1. Defina la propensión al riesgo de la empresa o proyecto
Debe comenzar por determinar el nivel de riesgos que la empresa está preparada para asumir. En inglés, este concepto se denomina apetito por el riesgo, o apetito por el riesgo en francés.
LAInstituto de Gestión de Riesgos (IRM) define el apetito por el riesgo como «la cantidad y el tipo de riesgos que una organización está dispuesta a asumir para alcanzar sus objetivos estratégicos». Este es el equilibrio entre los beneficios que se obtienen al asumir riesgos y las amenazas que esto provocará.
Obviamente, el nivel de riesgo aceptado dependerá del sector, la cultura y los objetivos de la empresa, y puede variar con el tiempo.
2. Implemente la gestión de riesgos
Una vez que sepa qué riesgos está preparado para asumir, es esencial implementar la gestión de riesgos, que incluye los siguientes pasos:
- Identificación de riesgos : Enumere todas las amenazas potenciales a las que podría enfrentarse su proyecto o empresa.
- Evaluación de riesgos y priorización : Analice el impacto de cada riesgo y la probabilidad de que ocurra y, a continuación, clasifíquelos poniendo primero los riesgos más probables e importantes.
- Tratamiento de riesgos : Haga lo que sea necesario para eliminar el riesgo, limitar su impacto o, si es posible, modificar su proyecto o ciertos procesos empresariales para evitarlo.
- Seguimiento y control : seguir la evolución de los riesgos y garantizar que las medidas preventivas sean siempre adecuadas.
- Capitalización y documentación : Recuerde lo que ha aprendido de esta gestión de riesgos para adquirir experiencia y documentar este nuevo conocimiento para compartirlo y ayudar a los empleados que lo necesitan.
3. Organice talleres y sesiones de formación
La mejor manera de transmitir una cultura de riesgo es reunir a todos los empleados de la empresa (en grupos pequeños) y organizar sesiones de intercambio de ideas para identificar todos los riesgos potenciales, así como las diferentes formas de remediarlos. De esta manera, involucras a tus empleados en el proceso y les inculcas una forma de pensar.
También es importante capacitar a sus empleados sobre los diversos riesgos existentes, así como sobre las actitudes y comportamientos que deben adoptarse para reaccionar de manera efectiva. Por ejemplo, capacite sobre los riesgos de la ciberdelincuencia y sobre los comportamientos que deben seguir cuando se trata de un correo electrónico de un remitente desconocido.
4. Comunique los riesgos abiertamente
Los riesgos y las situaciones delicadas que pueden convertirse en escenarios de desastre no deben permanecer en secreto.
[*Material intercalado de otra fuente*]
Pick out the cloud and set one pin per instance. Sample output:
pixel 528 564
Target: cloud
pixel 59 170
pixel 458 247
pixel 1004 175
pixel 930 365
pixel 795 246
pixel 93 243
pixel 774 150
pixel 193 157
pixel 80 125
Es esencial ser transparente y comunicarse de manera honesta y abierta sobre los posibles riesgos a los que puede enfrentarse la empresa. De esta manera, se asegura de que todos estén bien informados y preparados en caso de que ocurra un desastre.
5. Recompensar el buen comportamiento
Para asegurarse de que la cultura de riesgo esté bien establecida, no dude en reconocer y recompensar a sus empleados cuando adopten los comportamientos correctos frente al riesgo.
Conclusión
Para funcionar y atraer el apoyo de los empleados, la administración debe apoyar y seguir la cultura del riesgo, que debe predicar con el ejemplo. También hay que disponer de recursos reales. Por último, debes fortalecer la cultura del riesgo comunicándote abiertamente sobre el tema y recompensando el buen comportamiento de tus empleados.